Napoli, accordo sul Centro Giovanile Asterix: continuità alle attività sociali a San Giovanni a Teduccio
29/01/2026
La Giunta Comunale di Napoli, su proposta dell’assessora alle Politiche Giovanili Chiara Marciani, ha approvato l’atto di indirizzo per la sottoscrizione di un accordo transattivo con l’ETS CallystoArts. Il provvedimento apre la strada al rinnovo, per ulteriori sei anni, della concessione gratuita della sala polivalente situata al primo piano del Centro Giovanile Asterix, in via Domenico Atripaldi, recentemente colpito da un episodio di vandalizzazione.
L’intesa consente di garantire la continuità delle attività di innovazione sociale in un’area strategica della periferia orientale, rafforzando il presidio territoriale rappresentato dal centro e consolidando un percorso avviato negli anni a favore dei giovani del quartiere.

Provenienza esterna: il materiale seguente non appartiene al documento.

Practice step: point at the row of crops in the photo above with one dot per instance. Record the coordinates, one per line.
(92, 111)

Una soluzione transattiva per chiudere il contenzioso
L’accordo mette fine a una controversia legale nata in seguito ai danni provocati da infiltrazioni d’acqua all’interno della struttura. Attraverso la transazione, il Comune evita i costi e i rischi legati a un prolungamento del giudizio, ottenendo al tempo stesso impegni concreti da parte dell’associazione concessionaria.

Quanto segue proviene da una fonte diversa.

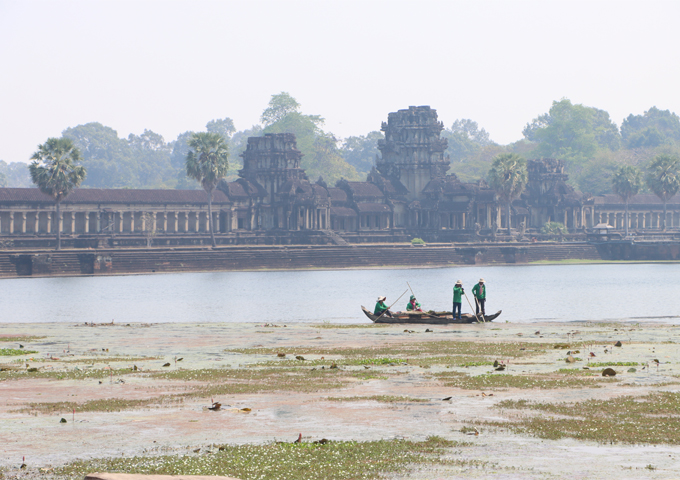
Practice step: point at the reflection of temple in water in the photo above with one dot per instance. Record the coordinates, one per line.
(408, 193)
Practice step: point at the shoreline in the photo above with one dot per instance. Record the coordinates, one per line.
(71, 263)
(399, 395)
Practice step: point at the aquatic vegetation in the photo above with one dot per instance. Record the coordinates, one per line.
(10, 352)
(379, 398)
(650, 419)
(290, 461)
(20, 339)
(501, 381)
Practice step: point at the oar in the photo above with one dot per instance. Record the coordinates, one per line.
(471, 306)
(424, 313)
(390, 306)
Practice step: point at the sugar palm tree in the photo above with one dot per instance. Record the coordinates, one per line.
(55, 172)
(508, 177)
(663, 178)
(626, 183)
(207, 162)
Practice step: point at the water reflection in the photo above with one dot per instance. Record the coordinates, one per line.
(524, 293)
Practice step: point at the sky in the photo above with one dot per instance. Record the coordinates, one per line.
(172, 66)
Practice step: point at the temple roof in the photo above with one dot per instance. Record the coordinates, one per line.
(373, 207)
(113, 195)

CallystoArts ha infatti assunto formalmente l’obbligo di rinunciare ai procedimenti pendenti dinanzi al Tribunale Civile di Napoli, di realizzare a proprie spese gli interventi di ripristino dei locali entro 45 giorni dalla risoluzione delle infiltrazioni da parte dell’Amministrazione e di contribuire, in quota parte, ai lavori di manutenzione del lastrico solare. Dal canto suo, il Comune provvederà agli interventi straordinari necessari su quest’ultima componente strutturale.

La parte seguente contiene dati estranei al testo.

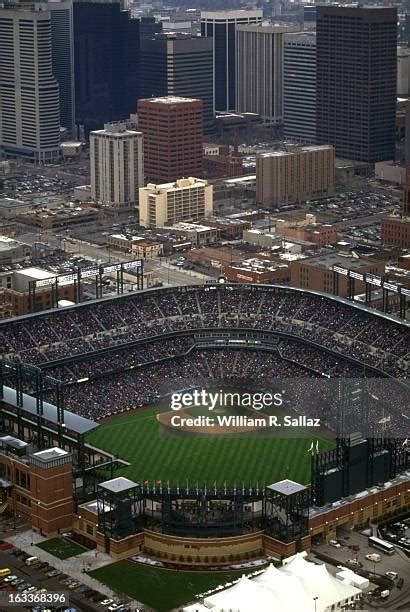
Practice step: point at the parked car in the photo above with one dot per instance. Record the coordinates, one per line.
(374, 557)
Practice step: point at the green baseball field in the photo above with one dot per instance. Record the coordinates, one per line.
(158, 452)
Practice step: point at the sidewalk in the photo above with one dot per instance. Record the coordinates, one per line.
(73, 566)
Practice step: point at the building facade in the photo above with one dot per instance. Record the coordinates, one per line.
(292, 177)
(403, 71)
(40, 486)
(106, 43)
(396, 231)
(356, 81)
(116, 165)
(29, 90)
(299, 70)
(221, 26)
(259, 71)
(62, 39)
(179, 65)
(188, 199)
(172, 128)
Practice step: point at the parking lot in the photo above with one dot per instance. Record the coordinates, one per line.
(398, 563)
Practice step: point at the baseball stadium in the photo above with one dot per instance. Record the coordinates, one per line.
(88, 390)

Il ruolo del Centro Asterix nella comunità
Nel corso dell’istruttoria, l’Amministrazione ha riconosciuto il valore sociale delle attività svolte dall’ETS, che ha progressivamente trasformato il Centro Asterix in un punto di riferimento per San Giovanni a Teduccio. Tra gli aspetti maggiormente evidenziati figurano la riqualificazione degli spazi, con interventi di messa a norma e abbattimento delle barriere architettoniche, e l’attivazione di servizi di supporto all’autoimprenditorialità giovanile, come lo sportello “Resto al Sud”.
La presenza costante dei concessionari ha inoltre contribuito alla tutela dell’immobile, svolgendo una funzione di presidio contro atti vandalici e degrado. Le attività sociali proseguiranno senza oneri economici per il bilancio comunale, confermando un modello di collaborazione pubblico–terzo settore basato sulla condivisione degli obiettivi e delle responsabilità.
Le parole dell’assessora Marciani
«Con questo provvedimento non solo chiudiamo un lungo contenzioso legale, garantendo un risparmio per le casse comunali, ma assicuriamo continuità a un presidio sociale fondamentale per il quartiere di San Giovanni a Teduccio», ha dichiarato Chiara Marciani. L’assessora ha sottolineato come il Centro Asterix, grazie al lavoro di CallystoArts, sia diventato un esempio di innovazione e un hub dedicato all’autoimprenditorialità giovanile, ribadendo la volontà dell’Amministrazione di sostenere i talenti locali e di mantenere spazi pubblici di valore a disposizione della comunità come luoghi di legalità, cultura e crescita professionale.